苏嵘生过早成功,习惯领导性的安排一切,这也是他的魅力所在。听到他霸气侧漏的话语时,我有种被人护在手心里疼的感觉。
女人都渴望自己的男人能像一座大山,坚毅、厚重、有本领,能成为自己依靠的对象。而苏嵘生,正是这样的男人。
但我还是提出自己的好奇:“那精明神武的苏总,会把我安排到那里呢?”
他故作神秘:“到时候你就知道了。”
我的生理期持续了近一周,而苏嵘生也出了近一周的差,我们只能通过电话聊表相思。
我们的感情迅速升温,每天都能在电话里聊上好久。这个周末,他总算回来了,而我做好了晚餐等他。
很家常的菜,但他却食欲大增,最要命的是吃相也很优雅,令我只是看着都有种心跳加速的冲动。
吃好后我洗碗,苏嵘生从身后抱着我,久久后才说了句:“我突然觉得这是我最幸福的时刻。”
“有什么夸张吗?”
“恩,我之前谈过几次恋爱,从来没有女人为我做过饭。她们图的都是我的钱,图我能带她们吃喝玩乐。可只有你是那种居家过日子型的,看到你洗碗的样子,我突然想结婚了。”
我的心因他的话而“咚咚咚”的跳了起来,莫非他要和我求婚?我一个晃神,手中的盘子一滑。我赶紧捡起来,慌不择言:“在我看来,你还真是缺爱呢!怎么煮个饭都能感动成这样儿。我给我前夫煮了多少次饭啊,他却爱情泛滥到和你秘书勾结在一起,合谋你公司的钱。”

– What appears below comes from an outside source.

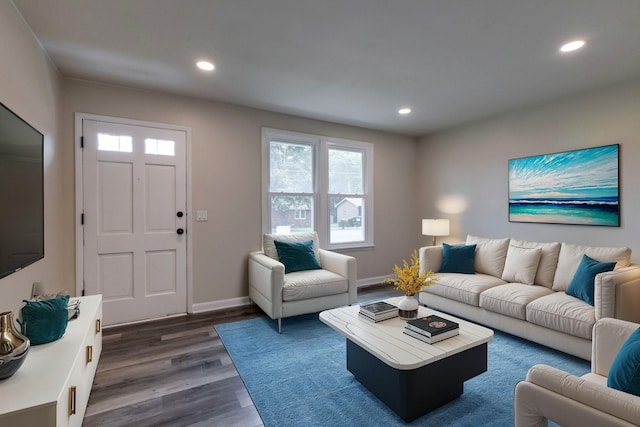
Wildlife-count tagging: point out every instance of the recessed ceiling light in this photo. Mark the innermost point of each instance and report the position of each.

我越说声音就越小,因为我已经感觉到苏嵘生生气了,他搂着我的胳膊越收越紧,让我连呼吸都困难了。
“你对他还念念不忘吗?”他的嘴唇就贴在我耳垂上,有意无意的轻咬着,就像在惩罚我一样。
我全身都绷得极紧:“我没有,只是他曾是我生活的一部分,是不可能忽略掉的。若你介意……”
我的话被他的举动打断了,他的手一下子拉下了我的裤子。
“别这样……”我去拉他的手,却反被他握住。
“罗澜清,我是介意。我介意自己没有早一点认识你,才会让他先据你为所有。但你放心,我会满满填满你的生活,把他在你生命里留下的影子彻底的覆盖,甚至抹去。”
男人的情话总是动人,何况还是像苏嵘生这种身名显赫的男人呢,何况他还表现得很爱我呢!
我们最终在洗碗台前,再次融合为一体。
我们都太激动了,以至于他进入时太过凶猛,令我手术过的身体无法承受。
我倒吸着冷气,说了个“疼”字后,他放慢了动作。
但我还是很疼,我整个人都绷得很紧,他倒是没强迫我,而是把我抱进了卧室。
“你放松一点,就当做在做梦,我很快就会结束的。”他一边说一边亲我。
我摇头,对这男女之事已经有了畏惧心理:“我不想要了,我感觉你都快把我整个撕裂了。”
“可是我真的很爱你,真的想得到你……”
他盛满欲念的样子略显可怜,我又想到他的确憋了太久,而我们早晚都要跨出这一步的,我便做了退让。“行,但你要轻一点。”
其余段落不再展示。